Q. Your novel alludes to the biblical story of Abraham and Isaac. What does this story signify for you, both in the context of religion and as it relates to father-son relationships?
I said earlier that religion is complex, and I think it is. But I also recognize the enormous destructive potential of blind faith—the more so the more zealous that faith becomes. The story of Abraham and Isaac in Genesis, in which God tells Abraham that he must sacrifice his only son (it is worth keeping in mind that Abraham waited nearly a century just to be able to have that son: Isaac was, quite literally, a miracle), and Abraham takes up the knife without apparent hesitation, has always fascinated me more than anything else in the Bible (just as it fascinates Paul). In the Christian era it is considered a prefiguring of the crucifixion—that is, of God “sacrificing” His only son for the sake of mankind. As fiction, it is gripping and incredible; as a set of instructions for living, it is abhorrent.
The story of Abraham and Isaac is a parable about the dangers of blind faith—or the “perils of obedience,” as Stanley Milgram put it. Milgram’s psychological studies, inspired by Nazi officers who claimed they were only following orders, illustrated a fundamental human capacity for deferring to the apparatus of authority—and for allowing that authority to overrule one’s personal ethical order. What better illustration of that than Abraham’s unhesitating willingness to kill his own son?
The zeal with which the religious lionize Abraham for his piety—as do all the “Abrahamic” faiths—Christianity, Judaism, and Islam, with various holidays on the religious calendar to celebrate him—is what troubles me about deep-seated faith: the prizing of a fantasy world that follows death over the tangible, provable world we have here on earth. His act, averted only at the last minute, is called a sacrifice rather than a murder. A father’s first responsibility is to the well-being of his child: that God would command Abraham to vacate that responsibility says a lot about God.
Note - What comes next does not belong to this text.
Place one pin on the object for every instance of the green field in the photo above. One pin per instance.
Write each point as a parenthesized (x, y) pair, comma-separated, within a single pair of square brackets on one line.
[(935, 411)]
It turns out, of course, that I am hardly the only person troubled by—and obsessed with—the story of Abraham and Isaac. I have come across allusions to it in a number of places, including the films The Believer and The Edge of Heaven, to name just two that come to mind; the filmmakers seem to take a similar attitude toward the biblical episode. (The closing scenes of The Edge of Heaven take place during the Eid al-Adha, the important Islamic festival that celebrates Ibrahim’s willingness to sacrifice his son.) And that isn’t to mention its countless appearances in art: my favorite is Caravaggio’s, at the Uffizi, in which Abraham, troublingly, doesn’t seem all that relieved by the angel’s intervention.
Q. You are a former high school teacher. Are recollections from that experience likely to turn up in your fiction in the future?
I suppose it’s a possibility, but nothing’s in the pipeline at present. Ideas for fiction surface in unexpected places, though, and it wouldn’t surprise me if, ten or twenty years from now, I find myself writing about a teacher. Teaching, as you can imagine, is full of stories. Every day in the classroom is a story.